景盛五年,深冬。
长平街沈府正门敞开,里里外外张灯结彩,恭贺喧嚣的声音从里院传了出来,驱散了几分寒气。
“哈哈听说太常寺少卿家,新认回来的那位柳小姐琴棋书画样样精通,小公子好福气啊。”
“哈哈恭喜小公子终于如愿以偿抱得美人归了。”
“小公子前途无量,才得了圣上几声夸赞,如今又迎娶如花美眷,真让我等艳羡。”
……
前院人声鼎沸,喧闹的声音远远传了过来。
青绫帐内,女子勉强撑着身子坐起来,乌发散乱,嘴唇苍白的没有一丝血色,嗓音也是久未说话的干涩,“寻冬,外边怎么这样吵?”
她生的极美,柳眉朱唇,向来明艳昳丽的眉眼裹着病气,压下了几分张扬,倒多出一些让人心软的柔弱。
丫鬟倒茶的手僵了下,她垂下脸,将茶杯递了过去,“夫人,您先润润嗓子。”
萧明珠浅抿了一小口,轻声问:“是府里,又出了什么事吗?”
细碎的乌发落在她的脸颊,映的她肤色白得近乎透明,神色冷冷淡淡,没有半分多余的情绪。
寻冬忍不住红了眼眶。
她家姑娘素来骄傲,却硬生生让这沈府蹉跎了一身的傲骨。
她攥紧了拳头,忍着哭腔回道:“今天是姑爷迎娶外室入门的日子。

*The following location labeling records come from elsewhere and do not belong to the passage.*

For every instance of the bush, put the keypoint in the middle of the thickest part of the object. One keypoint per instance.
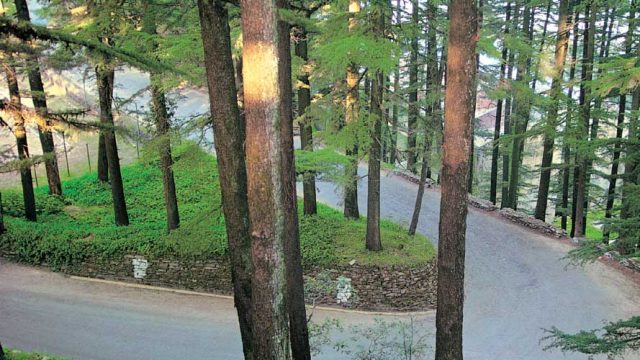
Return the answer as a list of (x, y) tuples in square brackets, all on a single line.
[(81, 225)]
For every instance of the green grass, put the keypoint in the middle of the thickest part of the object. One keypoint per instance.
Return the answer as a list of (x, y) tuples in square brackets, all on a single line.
[(22, 355), (82, 224)]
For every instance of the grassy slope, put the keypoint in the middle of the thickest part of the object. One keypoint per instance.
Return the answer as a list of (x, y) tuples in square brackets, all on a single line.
[(83, 225)]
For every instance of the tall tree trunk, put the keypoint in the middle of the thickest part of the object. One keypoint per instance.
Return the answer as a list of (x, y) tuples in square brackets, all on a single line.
[(352, 110), (298, 331), (103, 164), (617, 148), (522, 107), (373, 241), (566, 149), (163, 127), (562, 44), (40, 103), (412, 111), (585, 104), (229, 134), (20, 133), (306, 128), (495, 154), (104, 81), (460, 92)]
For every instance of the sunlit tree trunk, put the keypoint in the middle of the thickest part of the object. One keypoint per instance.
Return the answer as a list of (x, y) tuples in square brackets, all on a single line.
[(40, 103), (229, 135), (20, 133), (460, 91), (562, 43)]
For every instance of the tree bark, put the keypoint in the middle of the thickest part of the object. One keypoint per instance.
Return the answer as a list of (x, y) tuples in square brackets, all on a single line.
[(373, 242), (585, 104), (229, 134), (460, 91), (562, 44), (104, 80), (20, 133), (306, 127), (412, 111), (352, 110), (163, 127), (495, 154), (298, 330), (40, 103)]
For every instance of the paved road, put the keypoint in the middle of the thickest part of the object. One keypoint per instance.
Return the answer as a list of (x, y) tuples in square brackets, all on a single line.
[(516, 285)]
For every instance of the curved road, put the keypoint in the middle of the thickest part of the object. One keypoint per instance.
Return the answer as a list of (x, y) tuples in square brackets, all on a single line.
[(516, 285)]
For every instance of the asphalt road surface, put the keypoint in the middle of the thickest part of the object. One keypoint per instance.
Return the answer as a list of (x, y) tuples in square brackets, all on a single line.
[(516, 286)]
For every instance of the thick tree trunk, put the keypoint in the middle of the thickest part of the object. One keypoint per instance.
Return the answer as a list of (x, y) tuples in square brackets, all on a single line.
[(562, 43), (495, 154), (352, 110), (460, 91), (20, 133), (306, 127), (412, 111), (229, 134), (373, 241), (585, 104), (40, 103), (104, 81), (163, 127)]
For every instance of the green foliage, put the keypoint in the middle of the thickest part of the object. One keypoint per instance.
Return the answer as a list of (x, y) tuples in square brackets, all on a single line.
[(82, 226), (615, 339)]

”
“啪嗒!”
茶杯摔地四分五裂。
萧明珠怔怔地看着门的方向,过了会儿,她才哑声问:“是柳纤纤吗?”
“是她。”
萧明珠忽然就觉得悲哀。
她十三岁那年对沈淮宁一见钟情,为他学厨艺学刺绣,甚至放下了她最爱的刀剑。
她原以为,沈淮宁会有点动容,可嫁入沈府这么多年,从未得到过他半点好脸。
后来,她才得知,沈淮宁心中一直有着一位姑娘,那是他恩师的女儿,也是他隐藏于心底的欢喜。
她的那点喜欢,在他眼中不如路边的野草来的半分轻贱。
空气静谧,许久她空洞干哑的嗓音才响起。
“寻冬,他先前答应过我的。”
“他说,他不会娶柳纤纤,他说他会学着去做一个丈夫。”
萧明珠红着眼眶,似哭非哭的问:“为什么有的人说过的话,转头就能忘了?”
“他是在惩罚我没能成全他和柳纤纤,所以刻意在报复我吗?”
“可当年明明是他先答应了娶我,为什么婚后又像变了另一个人一样?”
洞房花烛夜,沈淮宁没有掀她的盖头,只在门外淡淡说了一句:“萧明珠,我不会和你圆房的。”
他说,娶她是他尽了最大的退让,别再奢想其他。
“寻冬,我真的那么不招他喜欢吗?”
“不是的不是的。”寻冬红着眼,上前替她掩了掩锦被,“咱们姑娘是顶顶好的人,他是瞎了眼才这么对您。”
“您快躺着歇息吧,前些天,大夫才说了您要静养,外面冷,可不能再冻着了。”
“寻冬,我后悔了。”
“原来世间的情爱真的不能只凭着一厢情愿,是我错了。”
寻冬心酸的厉害,忙道:“他可配不上您,姑娘是咱们镇国公府独一无二的明珠。”
“可是…镇国公府没了。”
“寻冬,我想爹爹和娘亲了。”
萧明珠咳嗽着,眼泪顺着眼角滚落下来,轻声呢喃,“我还想大哥、二哥,还有萧明瑾。”
“萧明瑾仗着比我早出生一会儿,总让我喊他哥哥,我偏不。”
她皱着鼻尖轻哼了声,可滚烫的泪却止不住往下掉,“我这几日,总能梦到他们,梦里他们都还活着,萧明瑾骂我笨,说我嫁给沈淮宁活该伤心一辈子。”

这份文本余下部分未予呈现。